Kohli, Pandey lead the way as India complete 9-0 sweep
India 174 for 3 (Kohli 82, Pandey 51*) beat Sri Lanka 170 for 7 (Munaweera 53, Priyanjan 40, Chahal 3-43, Kuldeep 2-20) by seven wickets
Three-nil in the Tests, five-nil in the ODIs, a crushing seven-wicket win in the one-off T20I. Virat Kohli followed up successive hundreds in the last two ODIs with another display of ruthless efficiency in a chase, and ensured India left Sri Lanka no crumbs of comfort at the end of a long and chastening month and a half of one-sided contests.
Set 171 to win, India romped home with four balls remaining and Manish Pandey making his third important contribution in a row, following up 50* and 36 in the last two ODIs with his maiden T20I fifty.
Kohli, the only batsman with 1000 T20I runs and a 50-plus average, ended his tour with 82 off 54 balls, an innings that oozed arrogance. It was present in the shots he played - an umpire-endangering blast down the ground and a bottom-handed whip through midwicket, both off Lasith Malinga, standing out among his seven fours and a six - but especially in the way he admonished himself, bat slapping pad in annoyance, for little moments of imprecision: for putting too much weight on a clip down the ground and ending up with a single rather than two, for placing a front-foot slap a few inches closer to the extra-cover fielder than he would have liked and ending up with a single rather than four. It was as if the opposition did not matter.
Until he miscued a leg-side whip and holed out with India just 10 away from their target, it was easy to miss the assured hand played by Pandey in a 119-run partnership for the third wicket. He came in with India not entirely secure; they had lost both openers by the end of the sixth over, and Kohli not yet fully settled, having just been beaten twice in a row by Malinga's seam and Isuru Udana's left-arm angle. But Pandey promptly calmed any nerves in the dressing room, turning the strike over with dabs and pushes either side of point, and switching gears with a straight six and a fierce, airborne cut in the 12th over, off Angelo Mathews.
With Kohli also blazing five fours and a six in that period, India sped from 47 for 2 after seven overs to 118 for 2 after 13. Four of those six overs were either Mathews' medium-pace in conditions with no swing or seam or Seekkuge Prasanna's quickish and not particularly ripping legspin, showing the lack of genuine wicket threat from Sri Lanka in the middle overs.
The story was rather different when Sri Lanka batted. Sent in after a 40-minute rain delay, their batsmen, Dilshan Munaweera in particular, seemed liberated by the switch to the shortest format as they sped to 60 for 2 in their first six overs. They finished well too, scoring 52 for 1 in the last five, with Ashan Priyanjan turning around a slow start and Udana clubbing the quicks powerfully down the ground.

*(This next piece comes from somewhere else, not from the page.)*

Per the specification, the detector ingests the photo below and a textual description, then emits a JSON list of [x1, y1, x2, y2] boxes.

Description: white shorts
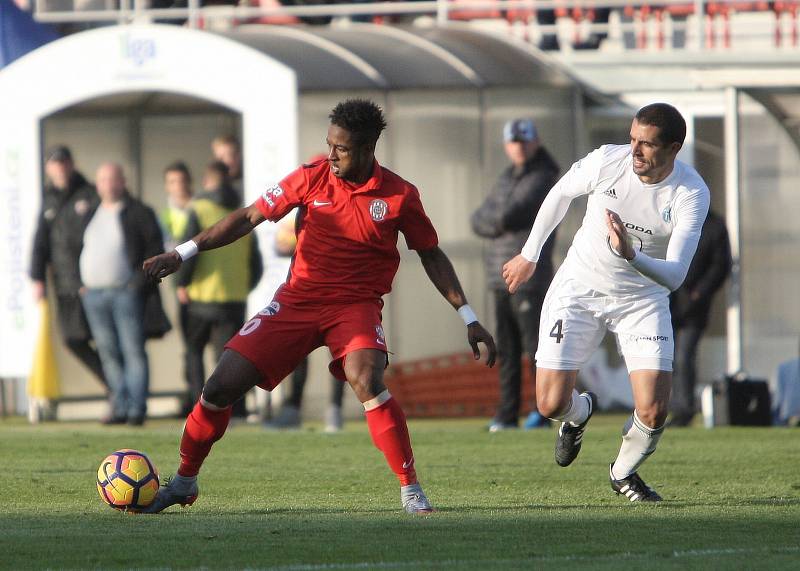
[[535, 271, 673, 373]]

They faltered in between, though, losing four wickets in those nine overs while scoring at under six-and-a-half per over.
For India, the middle overs illuminated the value of playing two wristspinners. Kuldeep Yadav only conceded 11 in his three overs in that period, and bowled Munaweera with a quick skidder, the batsman sending his bat flying in the direction of square leg in a sweaty-gloved attempt at a pull.
Yuzvendra Chahal gave away 13 in his one Powerplay over, Munaweera greeting him with successive sixes, over extra-cover and down the ground. He continued to go for runs in the middle overs, with Munaweera launching him for two more sixes in his third over and Thisara Perera pummeling him over long-on in his fourth. But he picked up three key middle-overs wickets: Mathews stumped while reaching out to a big legbreak and overbalancing; Perera bowled trying to cut one that cramped him for room; Dasun Shanaka lbw playing outside the line of a wrong'un.
And so, despite conceding 43, Chahal probably bowled the crucial spell for India to keep Sri Lanka in check. Kohli and Pandey did the rest.